There are varying degrees of "self-made", but how I make money and the business I am in has nothing to do with my parents. I did not inherit any money and was not loaned any to start. I have had no mentors or corporate sponsors show me the way. And lastly, through all the failures and setbacks (and there have been many), despite the constant chatter that I should just get back into finance, I've never given up on my dreams.
Maybe I won't be self-made in your eyes or by anyone's definition, but it's as self-made as I can get in my shoes.

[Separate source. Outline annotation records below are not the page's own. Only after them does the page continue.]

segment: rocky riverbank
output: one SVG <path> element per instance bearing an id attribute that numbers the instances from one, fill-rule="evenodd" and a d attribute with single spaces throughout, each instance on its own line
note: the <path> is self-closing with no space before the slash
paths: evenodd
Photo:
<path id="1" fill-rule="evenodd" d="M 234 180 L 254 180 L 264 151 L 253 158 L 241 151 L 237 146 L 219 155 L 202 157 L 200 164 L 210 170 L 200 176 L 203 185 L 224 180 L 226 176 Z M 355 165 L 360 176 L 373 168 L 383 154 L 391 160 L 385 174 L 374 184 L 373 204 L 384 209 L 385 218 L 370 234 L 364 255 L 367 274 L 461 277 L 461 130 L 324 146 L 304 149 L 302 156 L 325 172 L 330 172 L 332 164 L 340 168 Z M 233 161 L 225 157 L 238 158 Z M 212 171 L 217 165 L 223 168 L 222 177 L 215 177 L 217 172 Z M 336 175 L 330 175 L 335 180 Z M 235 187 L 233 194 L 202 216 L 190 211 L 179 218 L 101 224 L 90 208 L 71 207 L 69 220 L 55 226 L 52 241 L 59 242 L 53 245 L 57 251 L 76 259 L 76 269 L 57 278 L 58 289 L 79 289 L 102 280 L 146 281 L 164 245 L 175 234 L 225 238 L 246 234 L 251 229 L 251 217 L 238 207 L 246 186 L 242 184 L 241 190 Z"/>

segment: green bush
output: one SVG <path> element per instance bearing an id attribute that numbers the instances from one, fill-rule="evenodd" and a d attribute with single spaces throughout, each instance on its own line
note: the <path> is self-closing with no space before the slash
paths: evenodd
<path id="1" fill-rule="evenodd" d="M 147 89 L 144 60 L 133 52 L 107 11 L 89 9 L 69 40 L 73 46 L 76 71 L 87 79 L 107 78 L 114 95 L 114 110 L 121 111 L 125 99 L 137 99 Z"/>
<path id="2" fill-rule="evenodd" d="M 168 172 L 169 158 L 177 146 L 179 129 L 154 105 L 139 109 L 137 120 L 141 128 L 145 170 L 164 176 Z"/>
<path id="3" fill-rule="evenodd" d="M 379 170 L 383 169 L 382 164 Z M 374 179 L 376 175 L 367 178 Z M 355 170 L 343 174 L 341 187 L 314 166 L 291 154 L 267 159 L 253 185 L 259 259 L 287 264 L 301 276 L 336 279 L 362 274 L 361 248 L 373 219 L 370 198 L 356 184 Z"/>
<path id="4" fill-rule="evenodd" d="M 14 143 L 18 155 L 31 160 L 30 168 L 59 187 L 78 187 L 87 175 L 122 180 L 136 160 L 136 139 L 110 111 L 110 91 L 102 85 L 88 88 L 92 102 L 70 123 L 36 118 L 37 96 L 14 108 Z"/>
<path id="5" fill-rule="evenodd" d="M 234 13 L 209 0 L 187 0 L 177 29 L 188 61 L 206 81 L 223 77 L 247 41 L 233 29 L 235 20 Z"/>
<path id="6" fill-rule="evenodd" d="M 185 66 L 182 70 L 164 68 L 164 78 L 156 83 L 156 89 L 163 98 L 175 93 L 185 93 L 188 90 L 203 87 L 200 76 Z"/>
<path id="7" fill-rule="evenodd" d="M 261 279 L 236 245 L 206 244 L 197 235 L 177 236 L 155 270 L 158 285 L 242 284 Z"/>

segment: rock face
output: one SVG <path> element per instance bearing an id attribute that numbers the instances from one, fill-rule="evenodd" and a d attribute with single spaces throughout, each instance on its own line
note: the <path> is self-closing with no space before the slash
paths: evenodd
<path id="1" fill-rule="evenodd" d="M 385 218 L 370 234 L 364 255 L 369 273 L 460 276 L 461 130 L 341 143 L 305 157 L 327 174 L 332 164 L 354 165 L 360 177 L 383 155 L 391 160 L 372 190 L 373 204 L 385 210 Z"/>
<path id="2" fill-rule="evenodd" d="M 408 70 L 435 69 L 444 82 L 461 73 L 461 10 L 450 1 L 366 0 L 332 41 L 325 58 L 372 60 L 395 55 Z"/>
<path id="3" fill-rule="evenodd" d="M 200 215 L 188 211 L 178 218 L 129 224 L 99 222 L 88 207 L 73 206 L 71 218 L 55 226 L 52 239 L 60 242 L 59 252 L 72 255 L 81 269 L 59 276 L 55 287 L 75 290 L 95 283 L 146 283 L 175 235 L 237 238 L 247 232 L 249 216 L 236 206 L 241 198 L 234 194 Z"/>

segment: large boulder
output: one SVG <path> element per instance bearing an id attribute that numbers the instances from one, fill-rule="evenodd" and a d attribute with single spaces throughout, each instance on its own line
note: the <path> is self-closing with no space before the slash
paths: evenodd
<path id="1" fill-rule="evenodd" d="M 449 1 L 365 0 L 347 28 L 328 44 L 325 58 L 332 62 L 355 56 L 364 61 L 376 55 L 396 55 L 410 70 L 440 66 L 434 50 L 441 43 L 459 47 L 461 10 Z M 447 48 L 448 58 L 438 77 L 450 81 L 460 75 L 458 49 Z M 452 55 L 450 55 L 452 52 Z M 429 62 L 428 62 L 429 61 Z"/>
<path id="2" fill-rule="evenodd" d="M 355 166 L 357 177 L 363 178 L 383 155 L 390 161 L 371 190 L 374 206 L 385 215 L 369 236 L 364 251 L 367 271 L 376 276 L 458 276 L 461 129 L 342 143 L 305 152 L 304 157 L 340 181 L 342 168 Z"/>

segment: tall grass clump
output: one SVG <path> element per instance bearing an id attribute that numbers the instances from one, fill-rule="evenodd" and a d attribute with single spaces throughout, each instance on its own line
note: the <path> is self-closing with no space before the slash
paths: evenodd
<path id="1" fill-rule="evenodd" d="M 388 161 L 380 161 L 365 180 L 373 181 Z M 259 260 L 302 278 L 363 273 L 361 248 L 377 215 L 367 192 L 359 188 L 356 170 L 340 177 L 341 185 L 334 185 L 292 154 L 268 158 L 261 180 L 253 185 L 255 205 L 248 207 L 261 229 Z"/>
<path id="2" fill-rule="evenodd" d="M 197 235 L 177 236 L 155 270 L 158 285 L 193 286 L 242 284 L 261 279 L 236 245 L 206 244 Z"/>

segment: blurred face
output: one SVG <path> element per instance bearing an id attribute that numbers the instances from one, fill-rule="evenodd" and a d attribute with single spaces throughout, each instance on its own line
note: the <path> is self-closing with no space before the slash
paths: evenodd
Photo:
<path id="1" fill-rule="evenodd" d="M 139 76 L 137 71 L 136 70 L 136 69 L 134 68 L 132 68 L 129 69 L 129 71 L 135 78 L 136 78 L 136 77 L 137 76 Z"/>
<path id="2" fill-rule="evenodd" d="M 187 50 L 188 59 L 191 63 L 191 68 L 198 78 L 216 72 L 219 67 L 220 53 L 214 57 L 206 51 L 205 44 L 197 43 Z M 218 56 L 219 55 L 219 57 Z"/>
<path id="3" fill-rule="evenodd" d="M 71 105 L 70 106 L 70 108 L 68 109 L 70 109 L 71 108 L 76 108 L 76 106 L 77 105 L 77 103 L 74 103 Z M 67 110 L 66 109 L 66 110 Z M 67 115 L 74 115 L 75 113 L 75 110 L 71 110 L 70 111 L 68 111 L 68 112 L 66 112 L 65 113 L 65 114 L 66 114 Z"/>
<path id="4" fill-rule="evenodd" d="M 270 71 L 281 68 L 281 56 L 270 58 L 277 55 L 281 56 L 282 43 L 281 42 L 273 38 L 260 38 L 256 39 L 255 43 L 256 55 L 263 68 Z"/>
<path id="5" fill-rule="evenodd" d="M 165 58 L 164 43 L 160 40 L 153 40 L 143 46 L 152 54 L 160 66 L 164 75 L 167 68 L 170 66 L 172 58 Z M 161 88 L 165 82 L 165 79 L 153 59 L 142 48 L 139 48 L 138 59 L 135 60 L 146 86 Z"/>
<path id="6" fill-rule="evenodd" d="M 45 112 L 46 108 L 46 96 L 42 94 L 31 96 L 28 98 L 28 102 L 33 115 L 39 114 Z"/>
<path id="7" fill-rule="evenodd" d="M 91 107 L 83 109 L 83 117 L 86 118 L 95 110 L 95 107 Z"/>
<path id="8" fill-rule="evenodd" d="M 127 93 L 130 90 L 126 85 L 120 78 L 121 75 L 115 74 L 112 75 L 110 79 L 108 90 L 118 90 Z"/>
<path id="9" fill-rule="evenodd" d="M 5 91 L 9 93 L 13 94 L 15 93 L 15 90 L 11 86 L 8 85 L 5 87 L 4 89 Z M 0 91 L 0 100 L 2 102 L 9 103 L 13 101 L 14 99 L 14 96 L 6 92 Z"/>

Posted by: Bryan@Gajizmo | April 18, 2013 at 02:09 AM
@Old Limey,
There were other dips in years prior to 2000 (a quick google finance search shows Jul 98, Sept 98, Jul 99, Jan 2000) that looked like the dip in March 2000 where you pulled 100% of your money out. How did you know at the time that the other dips were temporary but the March 2000 dip was the beginning of a crash?
I worry that other people reading these posts will think what you did is easy. It is absolutely not, and most people will lose money by market timing. Even Warren Buffet does not average a 39% annualized return.
Posted by: Tom | April 18, 2013 at 12:32 PM
Tom:
It wasn't until October 1998 that the Nasdaq 100 started to really take off and that was when I started to load up on the best performing, actively managed, aggressive growth funds. From then on the dips that I experienced weren't anywhere near serious enough to get me to start moving out. It wasn't until the chart of my total investments surged 506% just between 10/29/1999 and 3/9/2000 that I had my finger on the trigger ready to bail out and that's just what I did on the first really bad day by selling my largest holding. Then on each of the next 3 trading days I sold more and more until I was completely out.
This was a time when the technical charts go out the window and the fear of losing more and more money overrides everything else.
As Alan Greenspan later said, "The market was experiencing irrational exuberance" and there was a rush to get on board and then a rush for the exits as soon as it started down. I was probably in the first group to jump ship.
There hasn't been such a climactic spike in the Nasdaq 100 or other indexes since then. I have lectured on the technical analysis of the market and this brief period defied normal technical analysis because pure greed took over first soon to be followed by pure panic. One fund I owned for a while you may be interested to read about was Garret Van Wagoner's Emerging Growth fund. It was one of the best performers during that brief period returning 291% in 1999 but then rolled down into oblivion before it collapsed and went out of business.